The canoe was made in the mid to late 1960s by Lithuanian-born Olegas Truchanas and his protégé, Peter Dombrovskis. Truchanas, a noted explorer, conservationist and photographer of south-west Tasmania, ran adventure camps to encourage young Tasmanians to explore the wilderness – thereby allowing them to achieve personal development, learn survival skills and a love of the environment and achieve personal development. Dombrovskis attended these as a teenager and subsequently followed in his mentor’s footsteps as an outstanding wilderness photographer.
Dombrovskis was born in 1945 in a refugee camp in Germany, emigrating to Australia with his Lithuanian mother in 1950. As a young boy, he would walk the slopes of Hobart’s Mount Wellington with her; their walks (and his future endeavours) were perhaps partly influenced by the importance of the forest in Lithuanian history and mythology.
Truchanas had used canoes in his epic explorations of little-known rivers of western Tasmania. Dombrovskis did the same, also exploring wild rivers and learning the art of photography, river navigation, and bush survival.

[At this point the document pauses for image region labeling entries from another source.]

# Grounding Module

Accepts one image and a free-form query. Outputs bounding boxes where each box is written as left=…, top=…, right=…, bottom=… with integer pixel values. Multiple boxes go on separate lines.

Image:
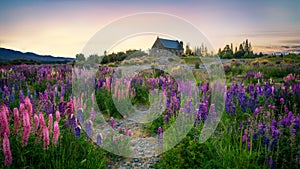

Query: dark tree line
left=76, top=49, right=146, bottom=64
left=218, top=39, right=262, bottom=59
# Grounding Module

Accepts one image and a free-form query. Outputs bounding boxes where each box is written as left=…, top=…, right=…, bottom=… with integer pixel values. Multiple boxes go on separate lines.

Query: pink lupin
left=22, top=110, right=30, bottom=146
left=2, top=133, right=12, bottom=166
left=25, top=96, right=33, bottom=116
left=39, top=112, right=46, bottom=128
left=33, top=114, right=39, bottom=132
left=52, top=121, right=60, bottom=144
left=91, top=93, right=95, bottom=104
left=90, top=108, right=95, bottom=121
left=43, top=126, right=50, bottom=149
left=0, top=105, right=10, bottom=136
left=14, top=108, right=20, bottom=133
left=48, top=114, right=53, bottom=134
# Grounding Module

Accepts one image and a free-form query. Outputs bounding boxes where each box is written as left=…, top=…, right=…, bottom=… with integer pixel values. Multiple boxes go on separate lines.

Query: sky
left=0, top=0, right=300, bottom=57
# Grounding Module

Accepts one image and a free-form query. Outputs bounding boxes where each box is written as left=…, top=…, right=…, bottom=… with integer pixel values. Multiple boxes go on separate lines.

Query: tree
left=76, top=53, right=85, bottom=62
left=185, top=44, right=192, bottom=56
left=87, top=54, right=100, bottom=64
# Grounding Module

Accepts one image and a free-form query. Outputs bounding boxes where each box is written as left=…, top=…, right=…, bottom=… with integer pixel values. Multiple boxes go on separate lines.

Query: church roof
left=158, top=38, right=183, bottom=50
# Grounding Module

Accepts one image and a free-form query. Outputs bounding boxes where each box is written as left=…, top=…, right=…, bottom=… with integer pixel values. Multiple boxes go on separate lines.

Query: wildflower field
left=0, top=55, right=300, bottom=168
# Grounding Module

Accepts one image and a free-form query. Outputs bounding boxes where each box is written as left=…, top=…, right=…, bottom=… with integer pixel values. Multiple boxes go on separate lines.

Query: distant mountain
left=0, top=48, right=75, bottom=63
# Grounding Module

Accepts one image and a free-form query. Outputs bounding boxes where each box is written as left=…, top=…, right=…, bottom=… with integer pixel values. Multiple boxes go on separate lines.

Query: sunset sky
left=0, top=0, right=300, bottom=57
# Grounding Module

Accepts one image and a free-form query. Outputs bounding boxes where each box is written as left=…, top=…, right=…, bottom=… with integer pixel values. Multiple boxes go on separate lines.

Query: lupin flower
left=85, top=120, right=93, bottom=138
left=96, top=133, right=103, bottom=146
left=33, top=114, right=39, bottom=131
left=110, top=117, right=116, bottom=129
left=55, top=111, right=60, bottom=122
left=75, top=126, right=81, bottom=138
left=2, top=133, right=12, bottom=166
left=52, top=121, right=60, bottom=144
left=48, top=114, right=53, bottom=135
left=280, top=98, right=284, bottom=104
left=91, top=93, right=95, bottom=104
left=39, top=112, right=46, bottom=128
left=22, top=110, right=30, bottom=146
left=14, top=108, right=20, bottom=133
left=90, top=108, right=95, bottom=121
left=25, top=96, right=33, bottom=116
left=157, top=127, right=163, bottom=144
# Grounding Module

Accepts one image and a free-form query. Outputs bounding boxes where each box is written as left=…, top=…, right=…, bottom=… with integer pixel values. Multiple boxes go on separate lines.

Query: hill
left=0, top=48, right=75, bottom=63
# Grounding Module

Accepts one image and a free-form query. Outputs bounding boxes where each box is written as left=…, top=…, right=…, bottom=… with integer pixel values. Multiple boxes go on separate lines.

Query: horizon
left=0, top=0, right=300, bottom=58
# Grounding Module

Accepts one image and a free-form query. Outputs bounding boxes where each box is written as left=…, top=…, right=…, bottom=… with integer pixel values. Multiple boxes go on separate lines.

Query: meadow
left=0, top=56, right=300, bottom=168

The skills that Dombrovskis learnt in canoes such as this one led to his solo journeys down the Franklin and Gordon Rivers in the late 1970s and early 1980s, resulting in the photographs that became instrumental in the campaign to prevent the Gordon-below-Franklin dam in 1980–83.
Dombrovskis went on to forge a successful career as a wilderness photographer, producing an annual (and much-anticipated) calendar, posters, greeting cards and postcards. He died while on a photographic expedition in the Western Arthur range in south-west Tasmania in 1996, aged just 51. In 2003, Dombrovskis became the first Australian to be inducted into the International Photography Hall of Fame.
Whilst only a handful of people, the story of these two men exemplify the impact of post war immigration on Tasmanian society and politics.